Bütün gece Ay'ı düşündüm. Yorgun değildim ama içimde bir huzursuzluk var. Kahvaltı yapmak için mutfağa geçtiğim zaman mutfaktaki saate baktım. Saat nasıl 04:13 oluyor şaşırmıyorum. Okan nasıl bu saate ayakta diye düşünüyorum. Tezgaha yaslanmış telefonla uğraşıyordu. Orada olduğumu fark etmemişti bende fırsattan istifade ederek ne yaptığına baktım. Gül ile konuşuyordu, '🌹Gül'üm🌹' diye kaydetmişti.
"Gül ha?"
Telefonu refleks olarak sakladı.
"Lan! Sen ne zama-"
"Sadece kiminle konuştuğuna baktım, ne konuştuğunu bilmiyorum."
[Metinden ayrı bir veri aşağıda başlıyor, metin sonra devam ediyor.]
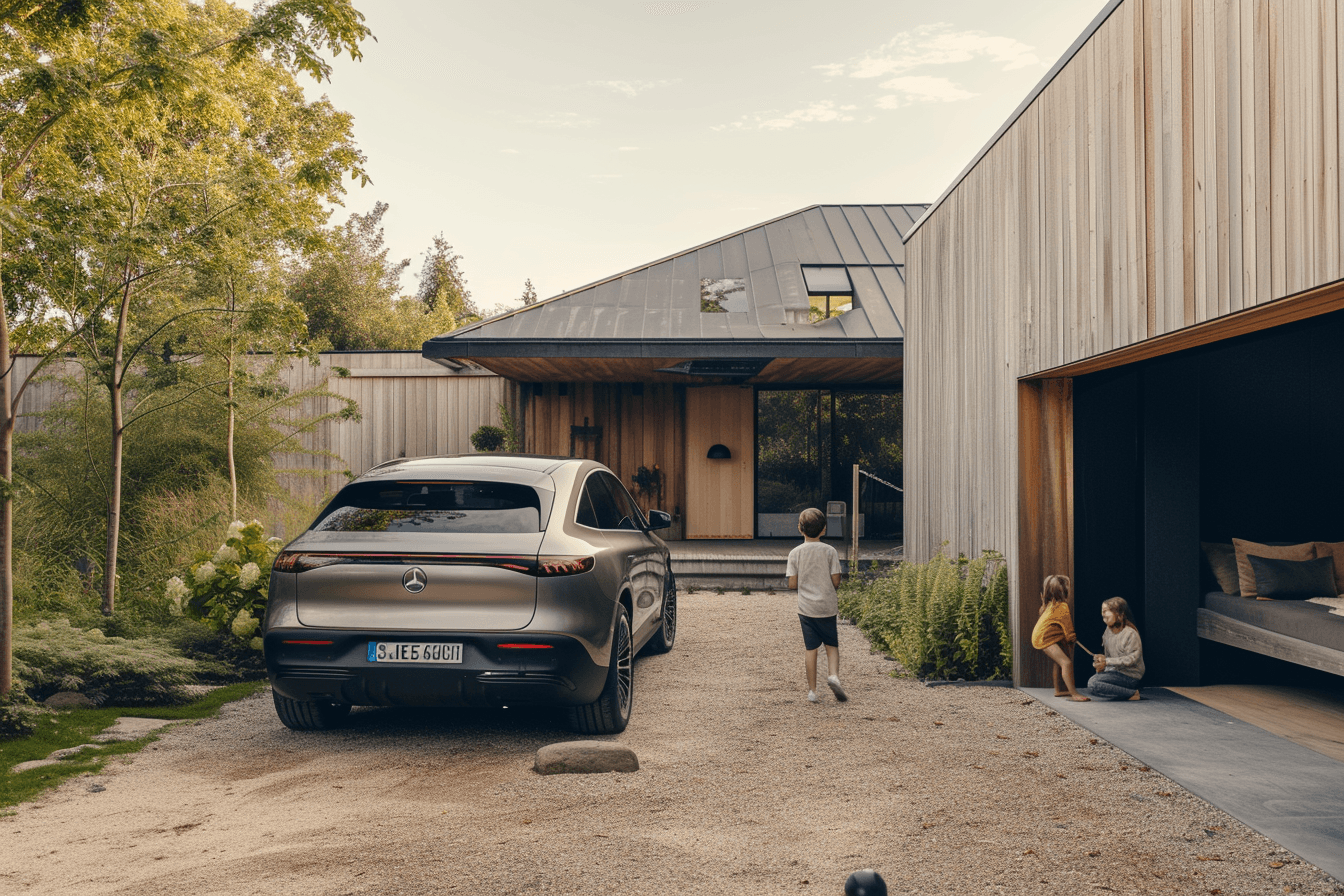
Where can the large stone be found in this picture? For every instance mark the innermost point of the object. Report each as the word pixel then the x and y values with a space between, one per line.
pixel 69 700
pixel 585 758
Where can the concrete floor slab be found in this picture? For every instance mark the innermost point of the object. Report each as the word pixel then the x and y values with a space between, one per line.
pixel 1285 791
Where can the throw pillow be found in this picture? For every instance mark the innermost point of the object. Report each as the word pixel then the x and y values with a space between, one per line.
pixel 1272 552
pixel 1336 552
pixel 1222 560
pixel 1292 579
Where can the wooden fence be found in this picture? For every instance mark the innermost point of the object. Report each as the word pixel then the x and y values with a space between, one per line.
pixel 409 407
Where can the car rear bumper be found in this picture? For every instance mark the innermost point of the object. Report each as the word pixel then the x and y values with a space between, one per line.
pixel 301 666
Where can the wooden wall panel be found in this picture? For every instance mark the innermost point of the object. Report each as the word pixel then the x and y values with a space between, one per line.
pixel 641 426
pixel 1182 167
pixel 721 495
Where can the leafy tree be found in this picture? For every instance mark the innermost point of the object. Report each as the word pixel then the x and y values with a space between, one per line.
pixel 442 285
pixel 348 288
pixel 148 93
pixel 347 285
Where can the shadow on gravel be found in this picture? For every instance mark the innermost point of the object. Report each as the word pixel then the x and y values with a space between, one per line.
pixel 499 732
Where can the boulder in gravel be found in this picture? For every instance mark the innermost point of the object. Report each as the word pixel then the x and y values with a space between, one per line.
pixel 69 700
pixel 585 758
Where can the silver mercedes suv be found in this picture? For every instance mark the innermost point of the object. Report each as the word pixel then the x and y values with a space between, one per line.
pixel 471 580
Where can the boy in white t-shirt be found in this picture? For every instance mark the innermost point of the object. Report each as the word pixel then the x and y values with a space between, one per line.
pixel 815 571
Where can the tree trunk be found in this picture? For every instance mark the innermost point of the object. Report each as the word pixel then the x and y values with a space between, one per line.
pixel 233 470
pixel 114 383
pixel 6 503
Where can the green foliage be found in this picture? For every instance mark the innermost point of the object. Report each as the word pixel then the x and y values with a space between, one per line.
pixel 229 587
pixel 512 431
pixel 488 438
pixel 19 715
pixel 57 656
pixel 348 288
pixel 73 727
pixel 946 618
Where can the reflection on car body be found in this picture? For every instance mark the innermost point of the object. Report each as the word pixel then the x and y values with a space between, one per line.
pixel 471 580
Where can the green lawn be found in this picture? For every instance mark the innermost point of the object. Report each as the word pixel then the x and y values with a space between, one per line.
pixel 74 727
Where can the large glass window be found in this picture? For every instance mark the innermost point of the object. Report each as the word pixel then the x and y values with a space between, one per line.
pixel 433 507
pixel 807 445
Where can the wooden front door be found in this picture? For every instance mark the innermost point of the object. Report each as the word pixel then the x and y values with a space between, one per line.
pixel 719 493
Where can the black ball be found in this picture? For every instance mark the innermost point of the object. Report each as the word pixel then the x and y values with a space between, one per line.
pixel 866 883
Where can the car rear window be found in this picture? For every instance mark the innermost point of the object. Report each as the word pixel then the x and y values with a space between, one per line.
pixel 433 507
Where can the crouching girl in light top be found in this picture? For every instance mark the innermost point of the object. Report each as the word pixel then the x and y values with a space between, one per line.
pixel 1117 672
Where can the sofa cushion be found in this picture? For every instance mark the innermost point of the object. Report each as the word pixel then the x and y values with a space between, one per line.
pixel 1293 579
pixel 1270 552
pixel 1222 563
pixel 1336 552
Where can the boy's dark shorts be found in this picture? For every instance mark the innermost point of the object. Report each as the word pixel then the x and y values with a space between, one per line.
pixel 819 630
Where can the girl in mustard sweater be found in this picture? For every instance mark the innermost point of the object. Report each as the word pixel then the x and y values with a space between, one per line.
pixel 1054 634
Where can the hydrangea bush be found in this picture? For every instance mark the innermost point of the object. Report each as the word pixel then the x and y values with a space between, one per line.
pixel 227 590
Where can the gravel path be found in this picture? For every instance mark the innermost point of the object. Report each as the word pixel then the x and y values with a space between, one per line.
pixel 745 789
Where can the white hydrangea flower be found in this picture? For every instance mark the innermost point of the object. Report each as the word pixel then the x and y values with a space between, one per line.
pixel 243 625
pixel 176 591
pixel 247 575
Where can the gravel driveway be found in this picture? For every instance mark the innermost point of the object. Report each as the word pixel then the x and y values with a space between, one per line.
pixel 745 789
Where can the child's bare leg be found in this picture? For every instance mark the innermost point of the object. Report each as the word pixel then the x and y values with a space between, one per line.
pixel 1066 670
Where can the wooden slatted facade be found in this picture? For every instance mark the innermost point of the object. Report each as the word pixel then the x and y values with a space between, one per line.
pixel 641 425
pixel 1173 182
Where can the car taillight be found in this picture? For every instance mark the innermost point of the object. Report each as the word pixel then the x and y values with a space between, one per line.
pixel 297 562
pixel 562 566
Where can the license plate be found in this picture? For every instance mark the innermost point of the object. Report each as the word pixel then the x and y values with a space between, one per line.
pixel 403 652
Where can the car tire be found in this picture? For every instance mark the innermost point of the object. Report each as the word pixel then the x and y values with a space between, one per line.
pixel 305 715
pixel 610 712
pixel 665 636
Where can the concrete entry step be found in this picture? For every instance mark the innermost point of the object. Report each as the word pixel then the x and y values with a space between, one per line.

Senin ben... Diyecek oldu ama engel oldum, "tam sana uygun harika bir şarkım var. Kendime ayrı bir şarkı. Sonra onu söylerim," dedim. Ben bu çocukla konuşunca cümle yapım değişiyor
"Şarkı ismi?"
"Emre Atlı - Hayatımı Yak."
Şarkıyı açıp dinledi. Sevmişti.
"Şaka Maka şarkı sarıyor abi."
"Saat kaç lan?"
"Sıfır. Dört. Otuz."
"Ben niye acıktım lan ve niye dinç hissediyorum kendim?"
"Bütün gece onu düşündüğün için. Doğruyu söyle."
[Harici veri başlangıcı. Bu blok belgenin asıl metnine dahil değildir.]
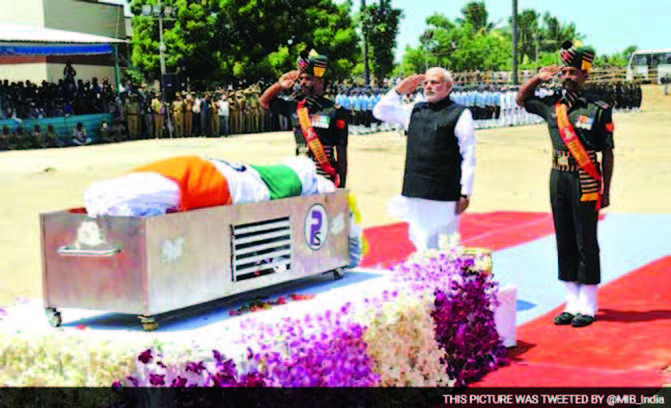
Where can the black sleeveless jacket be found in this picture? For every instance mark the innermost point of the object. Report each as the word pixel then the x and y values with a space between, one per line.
pixel 433 160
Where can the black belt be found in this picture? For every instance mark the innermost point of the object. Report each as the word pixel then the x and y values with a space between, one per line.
pixel 564 161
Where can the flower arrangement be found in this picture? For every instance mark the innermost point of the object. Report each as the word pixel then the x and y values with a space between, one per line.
pixel 259 304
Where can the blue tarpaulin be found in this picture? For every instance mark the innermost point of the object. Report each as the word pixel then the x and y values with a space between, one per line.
pixel 56 49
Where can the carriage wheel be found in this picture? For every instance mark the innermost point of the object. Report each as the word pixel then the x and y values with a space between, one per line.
pixel 54 317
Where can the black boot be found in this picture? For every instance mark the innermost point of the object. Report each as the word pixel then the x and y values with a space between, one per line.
pixel 564 319
pixel 582 320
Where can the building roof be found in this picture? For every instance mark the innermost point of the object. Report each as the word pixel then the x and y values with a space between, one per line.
pixel 17 33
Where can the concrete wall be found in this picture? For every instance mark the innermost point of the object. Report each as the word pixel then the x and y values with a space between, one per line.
pixel 54 72
pixel 33 72
pixel 27 12
pixel 85 17
pixel 72 15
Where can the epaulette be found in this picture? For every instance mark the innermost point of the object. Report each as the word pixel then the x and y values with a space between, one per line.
pixel 601 104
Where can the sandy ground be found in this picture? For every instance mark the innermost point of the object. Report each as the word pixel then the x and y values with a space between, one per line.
pixel 512 174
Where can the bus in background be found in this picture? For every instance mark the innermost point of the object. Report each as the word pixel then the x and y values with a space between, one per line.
pixel 649 66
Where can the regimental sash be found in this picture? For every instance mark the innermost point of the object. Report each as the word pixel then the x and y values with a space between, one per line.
pixel 313 142
pixel 590 178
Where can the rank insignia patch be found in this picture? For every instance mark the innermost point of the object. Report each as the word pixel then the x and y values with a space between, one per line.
pixel 321 121
pixel 584 122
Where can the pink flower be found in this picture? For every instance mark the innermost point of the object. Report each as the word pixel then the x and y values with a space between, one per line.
pixel 156 379
pixel 145 357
"Aynen. Açım la ben. Tost yapalım. Çay koy, Rizeliiii!"
"Ulan Rizeliyim diye herkes çayı bana yaptırıyor."
"Bir de altı ablan var."
Sinirlendiğini yüzünden anlamıştım. Kaşar, sucuk, ilginç bir şekilde küflenmemiş somun ekmek, salça sosu, ve beyaz peyniri çıkarttım.
"Mal mısın?"
"Ha?"
"Ya kaşar ya da peynir."
"Annem ya da annen gelirse 'Biz boşuna mı verdik size bu peyniri?' diye sormaz mı. Kişi başı iki tost. Bir kaşar bir peynir ha bir de; kaşar pahalı. Gerçi her şey pahalı ama neyse."
***
Okula vardığımız zaman ilk önce kızları aradım.
Aynen bulursun bu kalabalıkta.
Ya bulursam?
Tanıştırmadım sanırım; İç ses. Arkadaş benimle çok uğraşıyor. Sayesinde istediğim liseye gidemedim, asosyal oldum. Uzun bir süredir yoktu kendileri sonunda geldi.
Kızları aramaya devam ettim.
"Kızları mı arıyorsun?" dedi ve sırıttı, Okan.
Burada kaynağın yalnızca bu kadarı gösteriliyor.